В 1955-м, как я уже упомянул, в альманахе «Молодая гвардия» напечатали моего «Шестнадцатилетнего бригадира». А в конце того же года в Воениздате вышла моя первая книжка — «Первый поход», состоящая из двух маленьких повестей — одноименной и «Жили два друга».
Этим публикациям я и был обязан тем, что политуправление ВМФ представило меня на Третье Всесоюзное совещание молодых писателей. 7 января 1956 года я выехал в Москву.
Совещание началось 9 января в здании ЦК ВЛКСМ в проезде Серова. От общежития я отказался: остановился, как обычно, у Цукасовых в переулке Садовских. Пестрое сборище участников совещания выслушало вступительную речь Алексея Суркова, доклад В. Ажаева о «молодых силах советской литературы», а на следующий день — доклады А. Макарова о творчестве молодых поэтов и В. Розова — о драматургии. Последовали прения. Доклады и речи не запомнились, а вот общение было интересным.
12 января началась работа семинаров. Я попал в семинар Леонида Соболева. Тут был еще один флотский офицер — мой старый знакомый по Кронштадту Игорь Чернышев.
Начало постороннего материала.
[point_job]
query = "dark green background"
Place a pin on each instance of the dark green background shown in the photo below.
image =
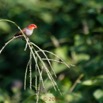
(73, 29)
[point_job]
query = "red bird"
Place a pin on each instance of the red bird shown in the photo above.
(28, 30)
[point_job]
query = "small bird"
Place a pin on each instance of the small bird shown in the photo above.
(27, 31)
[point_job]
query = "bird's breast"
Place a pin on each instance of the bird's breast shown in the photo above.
(28, 32)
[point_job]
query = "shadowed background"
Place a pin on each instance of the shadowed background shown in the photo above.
(73, 29)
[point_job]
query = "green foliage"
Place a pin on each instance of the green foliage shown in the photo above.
(70, 28)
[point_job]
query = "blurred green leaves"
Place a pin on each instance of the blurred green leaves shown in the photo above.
(77, 26)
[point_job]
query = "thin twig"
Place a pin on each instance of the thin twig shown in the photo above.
(76, 82)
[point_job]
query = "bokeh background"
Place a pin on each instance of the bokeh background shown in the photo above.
(73, 29)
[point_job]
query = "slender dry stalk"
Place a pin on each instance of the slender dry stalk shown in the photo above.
(34, 56)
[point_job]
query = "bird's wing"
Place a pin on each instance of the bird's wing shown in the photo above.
(20, 33)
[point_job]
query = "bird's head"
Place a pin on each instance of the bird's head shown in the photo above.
(32, 26)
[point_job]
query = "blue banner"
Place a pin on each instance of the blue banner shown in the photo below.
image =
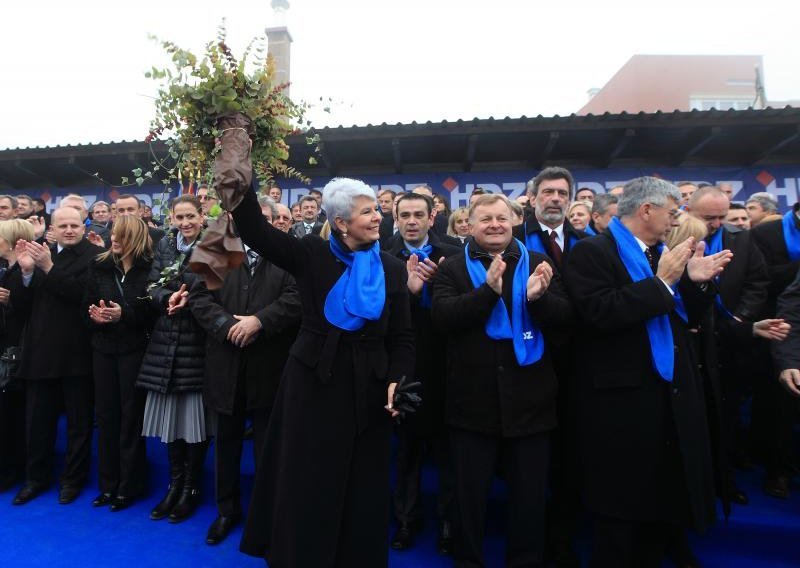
(780, 181)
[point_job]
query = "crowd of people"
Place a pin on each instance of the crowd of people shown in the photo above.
(592, 350)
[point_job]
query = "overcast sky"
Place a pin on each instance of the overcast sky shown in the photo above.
(73, 72)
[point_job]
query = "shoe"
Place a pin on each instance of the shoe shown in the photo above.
(404, 536)
(103, 499)
(193, 471)
(220, 528)
(120, 503)
(777, 487)
(186, 505)
(176, 451)
(67, 494)
(27, 492)
(445, 542)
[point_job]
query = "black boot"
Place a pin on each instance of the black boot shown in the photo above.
(190, 497)
(177, 458)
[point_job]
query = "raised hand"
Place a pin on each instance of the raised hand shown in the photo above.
(672, 262)
(177, 300)
(790, 379)
(772, 329)
(539, 281)
(24, 258)
(494, 276)
(244, 331)
(704, 268)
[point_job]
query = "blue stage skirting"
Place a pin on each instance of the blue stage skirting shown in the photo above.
(764, 533)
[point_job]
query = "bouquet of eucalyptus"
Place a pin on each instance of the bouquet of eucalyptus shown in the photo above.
(229, 118)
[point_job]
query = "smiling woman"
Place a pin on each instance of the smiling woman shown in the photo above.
(325, 475)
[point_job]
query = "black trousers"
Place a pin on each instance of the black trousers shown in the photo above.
(525, 463)
(12, 434)
(228, 451)
(619, 543)
(410, 454)
(119, 410)
(44, 400)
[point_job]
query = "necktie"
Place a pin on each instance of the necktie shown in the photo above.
(555, 250)
(252, 261)
(652, 257)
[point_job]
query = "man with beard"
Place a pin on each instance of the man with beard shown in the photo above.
(422, 250)
(644, 435)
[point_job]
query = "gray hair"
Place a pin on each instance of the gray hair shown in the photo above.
(602, 201)
(549, 174)
(339, 194)
(643, 190)
(266, 200)
(765, 199)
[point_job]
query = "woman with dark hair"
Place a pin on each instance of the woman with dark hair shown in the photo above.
(120, 318)
(321, 491)
(14, 305)
(173, 366)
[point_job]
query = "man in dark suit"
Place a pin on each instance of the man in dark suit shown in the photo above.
(251, 323)
(787, 353)
(742, 295)
(546, 230)
(501, 393)
(773, 410)
(63, 376)
(644, 435)
(309, 210)
(427, 425)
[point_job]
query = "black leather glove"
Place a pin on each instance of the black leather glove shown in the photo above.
(406, 400)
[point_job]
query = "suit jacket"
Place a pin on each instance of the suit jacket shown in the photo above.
(787, 352)
(532, 226)
(487, 390)
(782, 271)
(430, 366)
(298, 229)
(644, 441)
(56, 320)
(271, 295)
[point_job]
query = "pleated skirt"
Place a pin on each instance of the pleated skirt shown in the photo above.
(177, 416)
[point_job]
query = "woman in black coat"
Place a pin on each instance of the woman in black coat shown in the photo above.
(173, 365)
(14, 307)
(119, 317)
(321, 492)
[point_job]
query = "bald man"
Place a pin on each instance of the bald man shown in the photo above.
(56, 362)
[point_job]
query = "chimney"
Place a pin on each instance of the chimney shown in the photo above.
(279, 41)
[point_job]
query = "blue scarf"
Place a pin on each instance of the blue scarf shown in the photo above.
(360, 293)
(526, 337)
(791, 234)
(659, 330)
(535, 241)
(713, 246)
(422, 254)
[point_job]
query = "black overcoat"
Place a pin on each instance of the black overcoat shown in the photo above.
(645, 441)
(782, 270)
(487, 390)
(787, 352)
(321, 493)
(56, 319)
(108, 282)
(430, 346)
(271, 295)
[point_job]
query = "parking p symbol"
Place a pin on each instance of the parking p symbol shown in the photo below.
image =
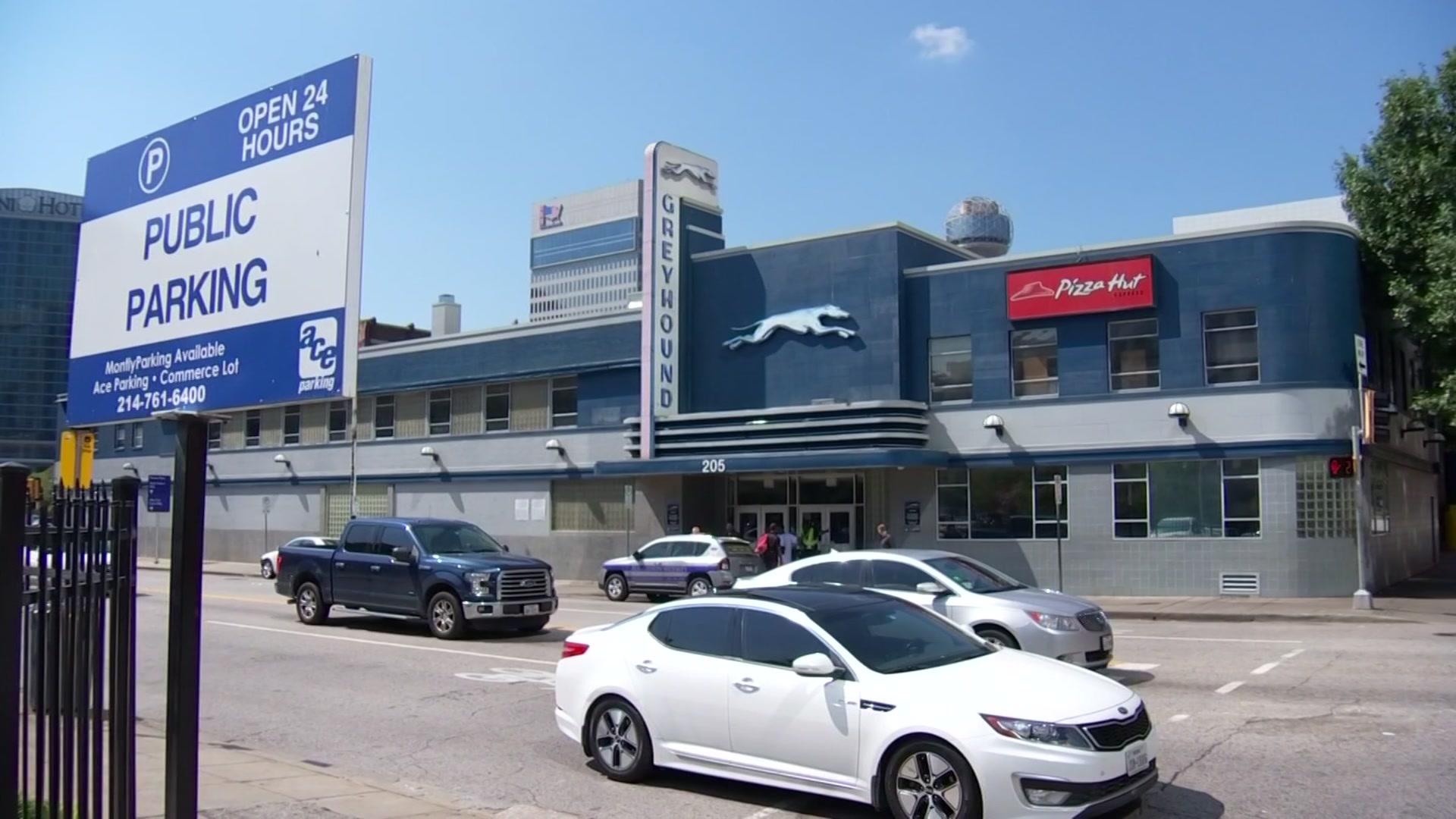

У него недавно вышла книга — документальная повесть «На морском охотнике». Мы с Игорем обнялись по-братски. Участниками семинара были также Вадим Комиссаров, Леонид Пасенюк, Сергей Зарубин и молодой эстонский литератор Вяйне Илус.
С почтением мы взирали на руководителя семинара. Ну как же — автор «Капитального ремонта»! У Соболева были еще книги морских рассказов и недавно вышедший роман «Зеленый луч», но «Капитальный ремонт», думаю, оставался непревзойденным.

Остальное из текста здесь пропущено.